Promotion des autres sources d’énergie au Niger (Gaz butane, le charbon minéral et le nucléaire civil).

Dans le cadre de la promotion du gaz butane au Niger, le Gouvernement s’est doté d’une stratégie visant à promouvoir son utilisation et son plan d’actions. Dans ce sens, plusieurs campagnes de promotion et de vulgarisation du gaz butane et de ses accessoires ont été réalisées dans les grandes villes du Niger, notamment à Niamey et Maradi, et également en milieu rural. Ce qui a permis de faire passer la consommation du gaz de 3.000 tonnes en 2011 à environ 15.000 tonnes en 2014.
Aussi, le Gouvernement s’est engagé à mettre en place des usines de fabrication de bouteilles de gaz à Dosso et à Maradi en vue de satisfaire la demande nationale et celle de certains pays voisins.
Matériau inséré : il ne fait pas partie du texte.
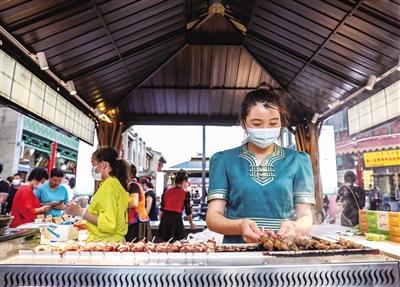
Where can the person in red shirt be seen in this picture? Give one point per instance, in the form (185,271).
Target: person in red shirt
(174,200)
(26,206)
Pour Dosso, la pose de la première pierre de l’usine de fabrication des bouteilles de gaz (UBOGAZ) a eu lieu en décembre 2014. Et pour, Maradi, l’étude d’impact environnemental et social de l’usine de fabrication de bouteilles de gaz (MIGAS) a été validée.
Dans le cadre de la promotion du charbon minéral, une étude de faisabilité de l’usine de production de 50.000 tonnes de briquettes de charbon minéral a été réalisée. Une autre étude de faisabilité de production de 100.000 tonnes par an de briquettes de charbon carbonisé a été réalisée dans le cadre de la construction du complexe charbonnier de Salkadamna. Enfin, une autre étude de faisabilité du projet de diffusion de 1.700.000 foyers améliorés au plan national a été réalisée, et son certificat d’étude d’impact environnemental et social a été déjà délivré.
Concernant le nucléaire civil, une Haute Autorité Nigérienne à l’Énergie Atomique (HANEA) a été créée pour sa promotion. Celle-ci s’est dotée d’un cadre législatif et réglementaire et a élaboré le plan de développement énergétique durable. Elle a, avec l’appui de l’AIEA, organisé un séminaire national de sensibilisation sur les exigences d’un programme électronucléaire. Elle a procédé à la collecte, la vérification et la transmission à l’AIEA des informations relatives aux matières nucléaires du Niger. Un bureau de la représentation du Niger à l’Agence Internationale de l’Energie Atomique (AIEA) à Vienne (Autriche) a été ouvert. Enfin, le Niger et le Japon ont mis en place un mécanisme de lutte contre la prolifération nucléaire.

Une industrie pétrolière qui promet

Pour ce qui est de l’or noir, c’était précisément le 28 novembre 2011, que le Niger a intégré le cercle très enviable des pays producteurs mais aussi exportateurs du pétrole avec le démarrage de la commercialisation des produits pétroliers issus de la Société de Raffinerie de Zinder (Soraz).
Ce qui a permis l’arrêt de l’importation des produits pétroliers et du gaz ainsi que la baisse des prix de ces produits à la pompe. Toutefois, la production du brut vendue à la SORAZ a connu une évolution en dents de scie.
Et dans le cadre de l’exploitation des gisements pétroliers, une quantité importante du brut sera destinée à l’exportation et une autre à la raffinerie de Zinder. Pour le brut destiné à l’exportation, un protocole d’accord avec les gouvernements tchadien et camerounais a été signé sur le projet du pipeline export. Il constitue une importante étape dans l’exportation du pétrole brut nigérien sur le marché international. Les travaux préparatoires se poursuivent pour l’exportation du brut en raison de 60.000 barils, avec pour perspectives de débuter l’exportation en fin 2017. Dans ce cadre, une société de transport par canalisation (Niger Oil Transportation Corporation NOTCO) est en cours de création.
La recherche pétrolière s’intensifie avec l’attribution de 20 permis de recherche et 2 autorisations exclusives d’exploitation. Suite à ces différentes recherches, on observe une amélioration significative des réserves du pétrole et de gaz naturel estimées à 750 millions de barils exploitables pour le pétrole et plus d’un milliard de barils pour le gaz. L’encadrement juridique du secteur est renforcé par l’élaboration d’un projet de loi modifiant et complétant la loi n° 2007-01 du 31 janvier 2007 portant code pétrolier et celui régissant le raffinage, l’importation, l’exportation, le stockage, le transport massif, la distribution et la commercialisation des hydrocarbures et des produits dérivés. En plus, un Comité National APPA (Association des Producteurs de Pétrole Africains) a été créé, avec l’adhésion du Niger à cette association.